At length the flames,
suddenly increasing in virulence, forced the jester to climb higher up
the chain, to be out of their reach; and, as he made this movement, the
crowd again sank, for a brief instant, into silence. The dwarf seized
his opportunity, and once more spoke:
"I now see distinctly." he
said, "what manner of people these maskers are. They are a great king
and his seven privy-councillors, -- a king who does not scruple to
strike a defenceless girl and his seven councillors who abet him in the
outrage. As for myself, I am simply Hop-Frog, the jester -- and this is
my last jest."
Owing to the high combustibility of both the
flax
and the tar to which it adhered, the dwarf had scarcely made an end of
his brief speech before the work of vengeance was complete.
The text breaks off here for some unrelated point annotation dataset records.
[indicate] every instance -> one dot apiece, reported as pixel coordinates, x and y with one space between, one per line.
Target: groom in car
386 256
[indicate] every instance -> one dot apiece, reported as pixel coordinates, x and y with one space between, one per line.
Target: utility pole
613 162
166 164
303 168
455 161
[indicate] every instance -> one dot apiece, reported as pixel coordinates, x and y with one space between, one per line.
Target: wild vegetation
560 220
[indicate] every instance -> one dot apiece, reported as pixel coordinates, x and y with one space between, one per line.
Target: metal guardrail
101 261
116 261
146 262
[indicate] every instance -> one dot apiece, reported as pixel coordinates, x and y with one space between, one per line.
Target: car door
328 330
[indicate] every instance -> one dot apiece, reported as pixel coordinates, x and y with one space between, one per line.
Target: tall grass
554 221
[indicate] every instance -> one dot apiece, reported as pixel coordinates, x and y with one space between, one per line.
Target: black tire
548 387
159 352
The eight
corpses swung in their chains, a
fetid,
blackened, hideous, and indistinguishable mass. The cripple hurled his
torch at them, clambered leisurely to the ceiling, and disappeared
through the sky-light.
It is supposed that Trippetta, stationed
on the roof of the saloon, had been the accomplice of her friend in his
fiery revenge, and that, together, they effected their escape to their
own country: for neither was seen again.